The Commodities Futures Trading Commission (CFTC) and the National Futures Association (NFA), which determine leverage (and the resulting margin) requirements for Futures and Forex trading, have established new Forex leverage and maintenance requirements.
  • The new requirements, which will take effect Sunday October 17, 2010, at 5 p.m. EDT (4 p.m. CDT), will impact all currently open Forex positions, as well as any new Forex positions to be opened on or after October 17.
  • The maximum leverage requirements on all major currency pairs will be revised due to the rule revisions:
  • Major currency pairs will change from 100:1 to 50:1 maximum leverage (from 1% to 2%). Exotic or minor pairs will change from 25:1 to 20:1 maximum leverage (from 4% to 5%).
  • Major pairs consist of any pair with two of the following currencies: Australian Dollar (AUD), British Pound (GBP), Canadian Dollar (CAD), Danish Krone (DKK), Euro (EUR), Japanese Yen (JPY), New Zealand Dollar (NZD), Norwegian Krone (NOK), Swedish Krona (SEK), Swiss Franc (CHF), or US Dollar (USD). All other pairs are considered by the NFA to be exotic and are subject to the higher margin requirement.

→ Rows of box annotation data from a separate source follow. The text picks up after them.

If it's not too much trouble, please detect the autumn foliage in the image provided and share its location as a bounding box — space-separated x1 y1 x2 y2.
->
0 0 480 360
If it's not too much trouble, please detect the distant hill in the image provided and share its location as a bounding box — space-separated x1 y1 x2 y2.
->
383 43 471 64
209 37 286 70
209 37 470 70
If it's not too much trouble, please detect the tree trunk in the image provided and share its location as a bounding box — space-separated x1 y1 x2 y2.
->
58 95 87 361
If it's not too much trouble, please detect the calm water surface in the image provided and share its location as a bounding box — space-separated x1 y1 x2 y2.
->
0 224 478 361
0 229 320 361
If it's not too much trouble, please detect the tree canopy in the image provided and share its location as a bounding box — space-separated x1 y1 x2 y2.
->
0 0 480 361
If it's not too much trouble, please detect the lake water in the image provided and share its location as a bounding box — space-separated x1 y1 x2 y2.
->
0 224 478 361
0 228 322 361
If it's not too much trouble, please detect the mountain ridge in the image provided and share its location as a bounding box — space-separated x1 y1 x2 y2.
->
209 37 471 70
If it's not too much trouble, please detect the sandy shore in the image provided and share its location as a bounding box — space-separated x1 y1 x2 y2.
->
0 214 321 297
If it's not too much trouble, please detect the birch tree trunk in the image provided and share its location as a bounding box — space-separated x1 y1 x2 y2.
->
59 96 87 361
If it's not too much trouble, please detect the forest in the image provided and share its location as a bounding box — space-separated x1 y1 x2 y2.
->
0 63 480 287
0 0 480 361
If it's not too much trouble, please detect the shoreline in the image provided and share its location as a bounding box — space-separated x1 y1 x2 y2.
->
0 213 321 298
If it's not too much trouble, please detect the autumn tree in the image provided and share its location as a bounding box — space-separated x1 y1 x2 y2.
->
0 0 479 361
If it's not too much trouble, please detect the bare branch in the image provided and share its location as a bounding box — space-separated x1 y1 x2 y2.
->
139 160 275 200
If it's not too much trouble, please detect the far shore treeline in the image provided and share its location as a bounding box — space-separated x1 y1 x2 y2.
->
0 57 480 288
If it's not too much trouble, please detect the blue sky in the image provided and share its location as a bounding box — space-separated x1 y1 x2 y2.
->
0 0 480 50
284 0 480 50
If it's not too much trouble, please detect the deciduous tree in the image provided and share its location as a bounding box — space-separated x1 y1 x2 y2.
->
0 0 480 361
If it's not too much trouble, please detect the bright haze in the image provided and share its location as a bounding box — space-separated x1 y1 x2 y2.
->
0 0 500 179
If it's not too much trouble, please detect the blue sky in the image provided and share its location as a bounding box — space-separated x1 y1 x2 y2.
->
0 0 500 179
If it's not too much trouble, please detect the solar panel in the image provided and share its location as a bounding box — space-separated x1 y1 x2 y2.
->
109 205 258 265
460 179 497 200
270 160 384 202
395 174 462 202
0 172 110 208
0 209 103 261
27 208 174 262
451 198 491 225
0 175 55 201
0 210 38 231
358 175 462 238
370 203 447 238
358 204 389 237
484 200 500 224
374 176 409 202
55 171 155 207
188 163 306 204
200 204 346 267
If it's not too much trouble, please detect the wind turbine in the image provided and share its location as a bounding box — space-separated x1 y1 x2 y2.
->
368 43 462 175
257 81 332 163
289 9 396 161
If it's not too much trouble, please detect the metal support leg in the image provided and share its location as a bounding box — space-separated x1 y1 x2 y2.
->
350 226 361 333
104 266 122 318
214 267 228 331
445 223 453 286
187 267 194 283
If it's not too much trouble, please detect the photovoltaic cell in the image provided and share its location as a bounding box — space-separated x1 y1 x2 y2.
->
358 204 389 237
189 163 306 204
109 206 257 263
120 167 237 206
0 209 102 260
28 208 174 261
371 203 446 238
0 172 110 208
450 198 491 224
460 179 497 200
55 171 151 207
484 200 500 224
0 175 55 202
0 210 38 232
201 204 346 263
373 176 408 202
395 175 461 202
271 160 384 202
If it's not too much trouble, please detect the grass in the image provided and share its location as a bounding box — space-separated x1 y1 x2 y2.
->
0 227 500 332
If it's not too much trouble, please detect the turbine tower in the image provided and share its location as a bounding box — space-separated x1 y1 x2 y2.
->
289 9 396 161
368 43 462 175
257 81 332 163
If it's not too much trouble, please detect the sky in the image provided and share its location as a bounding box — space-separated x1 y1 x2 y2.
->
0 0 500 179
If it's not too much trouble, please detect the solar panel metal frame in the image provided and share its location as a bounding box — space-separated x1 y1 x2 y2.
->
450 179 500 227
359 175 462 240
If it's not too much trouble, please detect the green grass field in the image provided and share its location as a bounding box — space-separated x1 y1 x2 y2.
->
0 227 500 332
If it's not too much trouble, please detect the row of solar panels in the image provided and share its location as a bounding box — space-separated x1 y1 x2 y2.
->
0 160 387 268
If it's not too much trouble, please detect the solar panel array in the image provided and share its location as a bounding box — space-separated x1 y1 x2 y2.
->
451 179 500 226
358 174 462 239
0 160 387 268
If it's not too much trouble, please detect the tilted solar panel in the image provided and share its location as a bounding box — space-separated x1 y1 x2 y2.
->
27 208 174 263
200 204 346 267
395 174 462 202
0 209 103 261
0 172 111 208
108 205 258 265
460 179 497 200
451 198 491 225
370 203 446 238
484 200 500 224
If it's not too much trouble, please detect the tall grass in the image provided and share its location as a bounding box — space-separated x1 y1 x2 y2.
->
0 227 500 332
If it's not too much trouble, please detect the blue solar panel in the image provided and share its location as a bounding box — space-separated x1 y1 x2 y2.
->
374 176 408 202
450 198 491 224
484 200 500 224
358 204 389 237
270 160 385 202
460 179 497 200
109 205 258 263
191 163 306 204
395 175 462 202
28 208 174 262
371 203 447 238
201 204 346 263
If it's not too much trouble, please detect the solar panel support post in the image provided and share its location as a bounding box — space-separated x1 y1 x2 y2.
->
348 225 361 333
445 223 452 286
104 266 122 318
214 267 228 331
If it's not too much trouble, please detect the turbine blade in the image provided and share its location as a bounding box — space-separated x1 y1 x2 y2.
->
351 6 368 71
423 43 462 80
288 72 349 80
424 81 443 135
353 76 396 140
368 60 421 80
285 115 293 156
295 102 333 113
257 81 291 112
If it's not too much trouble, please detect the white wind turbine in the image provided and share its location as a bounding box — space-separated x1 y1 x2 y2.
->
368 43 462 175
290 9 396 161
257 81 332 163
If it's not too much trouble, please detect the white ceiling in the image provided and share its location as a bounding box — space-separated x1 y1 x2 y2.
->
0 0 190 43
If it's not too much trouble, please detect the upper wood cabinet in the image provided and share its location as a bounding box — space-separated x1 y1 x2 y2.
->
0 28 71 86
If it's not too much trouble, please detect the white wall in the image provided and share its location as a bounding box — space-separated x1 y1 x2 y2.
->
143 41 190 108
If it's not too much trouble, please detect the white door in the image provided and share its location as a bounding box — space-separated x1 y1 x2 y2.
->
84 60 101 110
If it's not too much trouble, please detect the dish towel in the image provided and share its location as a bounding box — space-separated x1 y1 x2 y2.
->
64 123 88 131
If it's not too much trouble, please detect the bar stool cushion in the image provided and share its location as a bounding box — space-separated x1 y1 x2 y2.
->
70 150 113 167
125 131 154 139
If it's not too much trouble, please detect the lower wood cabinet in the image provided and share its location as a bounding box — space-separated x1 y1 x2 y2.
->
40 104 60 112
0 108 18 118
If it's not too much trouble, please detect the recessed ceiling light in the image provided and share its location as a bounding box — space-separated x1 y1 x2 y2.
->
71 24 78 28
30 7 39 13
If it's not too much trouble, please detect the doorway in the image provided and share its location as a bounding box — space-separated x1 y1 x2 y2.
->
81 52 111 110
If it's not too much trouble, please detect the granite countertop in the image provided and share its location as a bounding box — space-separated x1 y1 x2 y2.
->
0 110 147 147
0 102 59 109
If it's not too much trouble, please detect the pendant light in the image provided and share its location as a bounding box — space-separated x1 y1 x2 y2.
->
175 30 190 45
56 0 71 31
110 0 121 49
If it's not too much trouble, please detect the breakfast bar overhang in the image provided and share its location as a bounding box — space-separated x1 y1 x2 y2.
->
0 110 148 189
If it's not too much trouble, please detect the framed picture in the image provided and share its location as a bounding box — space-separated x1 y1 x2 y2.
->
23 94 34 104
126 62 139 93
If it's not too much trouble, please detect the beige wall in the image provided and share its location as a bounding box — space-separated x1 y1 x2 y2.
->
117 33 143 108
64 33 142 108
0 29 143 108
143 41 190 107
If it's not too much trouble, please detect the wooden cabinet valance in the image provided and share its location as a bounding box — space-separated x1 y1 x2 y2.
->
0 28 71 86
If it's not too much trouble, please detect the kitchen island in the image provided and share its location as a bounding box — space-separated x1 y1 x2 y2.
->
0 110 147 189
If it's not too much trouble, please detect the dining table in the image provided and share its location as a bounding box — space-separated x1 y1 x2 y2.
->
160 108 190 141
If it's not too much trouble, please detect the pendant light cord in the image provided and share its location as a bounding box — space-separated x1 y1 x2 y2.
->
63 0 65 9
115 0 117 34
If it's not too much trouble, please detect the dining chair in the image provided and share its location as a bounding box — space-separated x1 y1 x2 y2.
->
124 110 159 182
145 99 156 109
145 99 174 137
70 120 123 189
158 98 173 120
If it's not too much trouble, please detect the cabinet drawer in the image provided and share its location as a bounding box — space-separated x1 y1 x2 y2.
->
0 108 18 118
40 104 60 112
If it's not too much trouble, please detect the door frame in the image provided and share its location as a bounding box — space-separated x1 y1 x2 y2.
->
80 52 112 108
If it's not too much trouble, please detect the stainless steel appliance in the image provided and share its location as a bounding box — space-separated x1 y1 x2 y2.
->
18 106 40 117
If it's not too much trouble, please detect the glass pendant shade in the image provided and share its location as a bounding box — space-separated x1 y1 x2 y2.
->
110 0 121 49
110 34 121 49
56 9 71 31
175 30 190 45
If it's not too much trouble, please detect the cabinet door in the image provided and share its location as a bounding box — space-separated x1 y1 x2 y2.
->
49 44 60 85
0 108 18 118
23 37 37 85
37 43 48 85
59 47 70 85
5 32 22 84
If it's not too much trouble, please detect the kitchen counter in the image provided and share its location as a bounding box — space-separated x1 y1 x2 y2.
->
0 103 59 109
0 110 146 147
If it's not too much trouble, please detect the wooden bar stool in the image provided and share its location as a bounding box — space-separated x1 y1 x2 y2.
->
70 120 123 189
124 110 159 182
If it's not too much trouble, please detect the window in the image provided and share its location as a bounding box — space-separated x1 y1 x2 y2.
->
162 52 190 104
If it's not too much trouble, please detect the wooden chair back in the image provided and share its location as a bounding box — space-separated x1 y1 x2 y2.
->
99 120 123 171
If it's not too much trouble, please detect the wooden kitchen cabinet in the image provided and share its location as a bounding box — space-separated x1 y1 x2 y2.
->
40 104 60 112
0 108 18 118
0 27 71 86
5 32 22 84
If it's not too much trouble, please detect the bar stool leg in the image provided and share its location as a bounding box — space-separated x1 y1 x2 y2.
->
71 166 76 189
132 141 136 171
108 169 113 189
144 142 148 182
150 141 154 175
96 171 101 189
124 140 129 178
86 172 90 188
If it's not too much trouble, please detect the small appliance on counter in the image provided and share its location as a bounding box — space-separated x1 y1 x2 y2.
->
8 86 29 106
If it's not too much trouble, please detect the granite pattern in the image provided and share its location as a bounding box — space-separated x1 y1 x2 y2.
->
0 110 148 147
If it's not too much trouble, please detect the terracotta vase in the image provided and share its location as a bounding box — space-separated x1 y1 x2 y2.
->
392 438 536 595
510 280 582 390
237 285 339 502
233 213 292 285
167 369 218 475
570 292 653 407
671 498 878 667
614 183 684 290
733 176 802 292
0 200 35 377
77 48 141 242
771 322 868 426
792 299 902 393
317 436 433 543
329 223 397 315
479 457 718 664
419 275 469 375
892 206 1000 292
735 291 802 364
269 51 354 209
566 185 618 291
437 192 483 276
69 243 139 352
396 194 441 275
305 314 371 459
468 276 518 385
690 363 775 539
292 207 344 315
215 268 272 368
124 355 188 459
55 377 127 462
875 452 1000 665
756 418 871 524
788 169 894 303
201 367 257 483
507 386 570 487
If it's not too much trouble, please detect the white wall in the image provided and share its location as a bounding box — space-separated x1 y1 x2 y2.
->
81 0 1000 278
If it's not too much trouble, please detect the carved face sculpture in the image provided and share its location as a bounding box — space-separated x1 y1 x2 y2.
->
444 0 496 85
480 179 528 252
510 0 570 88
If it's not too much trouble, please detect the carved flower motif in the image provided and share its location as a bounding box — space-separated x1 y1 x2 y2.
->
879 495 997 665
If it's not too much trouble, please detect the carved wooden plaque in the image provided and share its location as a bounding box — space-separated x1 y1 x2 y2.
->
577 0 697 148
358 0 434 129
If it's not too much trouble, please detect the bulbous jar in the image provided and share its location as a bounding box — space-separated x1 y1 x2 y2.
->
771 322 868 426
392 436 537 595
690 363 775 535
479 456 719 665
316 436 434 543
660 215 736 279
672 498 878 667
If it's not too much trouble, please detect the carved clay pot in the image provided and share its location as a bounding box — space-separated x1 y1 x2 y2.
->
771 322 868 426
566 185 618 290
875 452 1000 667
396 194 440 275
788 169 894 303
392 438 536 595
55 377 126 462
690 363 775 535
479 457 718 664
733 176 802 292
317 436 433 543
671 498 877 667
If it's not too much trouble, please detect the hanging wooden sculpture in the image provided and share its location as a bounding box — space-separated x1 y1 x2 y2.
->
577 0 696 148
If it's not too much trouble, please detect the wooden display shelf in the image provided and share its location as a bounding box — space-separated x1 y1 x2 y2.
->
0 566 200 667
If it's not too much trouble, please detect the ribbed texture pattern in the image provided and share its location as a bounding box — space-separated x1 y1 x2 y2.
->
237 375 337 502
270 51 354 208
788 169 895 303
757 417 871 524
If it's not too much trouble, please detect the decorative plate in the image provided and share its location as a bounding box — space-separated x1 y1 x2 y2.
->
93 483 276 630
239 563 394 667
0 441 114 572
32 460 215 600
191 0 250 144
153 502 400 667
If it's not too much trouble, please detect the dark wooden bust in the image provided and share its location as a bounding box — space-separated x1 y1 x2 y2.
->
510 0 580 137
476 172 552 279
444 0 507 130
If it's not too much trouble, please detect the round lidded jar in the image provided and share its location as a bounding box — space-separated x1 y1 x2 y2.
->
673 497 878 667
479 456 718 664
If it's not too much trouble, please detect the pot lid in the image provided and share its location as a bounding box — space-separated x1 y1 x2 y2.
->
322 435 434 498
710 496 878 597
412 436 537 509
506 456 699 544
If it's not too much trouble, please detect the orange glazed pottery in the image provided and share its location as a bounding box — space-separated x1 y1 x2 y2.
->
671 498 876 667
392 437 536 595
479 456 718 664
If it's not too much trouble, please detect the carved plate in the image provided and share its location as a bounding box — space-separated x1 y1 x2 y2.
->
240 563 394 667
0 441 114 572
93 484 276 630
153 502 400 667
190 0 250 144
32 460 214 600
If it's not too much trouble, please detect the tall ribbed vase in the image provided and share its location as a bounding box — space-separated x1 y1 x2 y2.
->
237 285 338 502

Please check day trading requirements and overnight requirements with your Broker.

You will also need to maintain a 100% equity-to-margin ratio (risk level) at all times.

Liquidation of positions will occur once daily, at 5 a.m. EDT (4 a.m. CDT), if the risk level in your account falls to less than 100%, and intraday if the equity-to-margin ratio in your account falls to 25% or below, whichever comes first.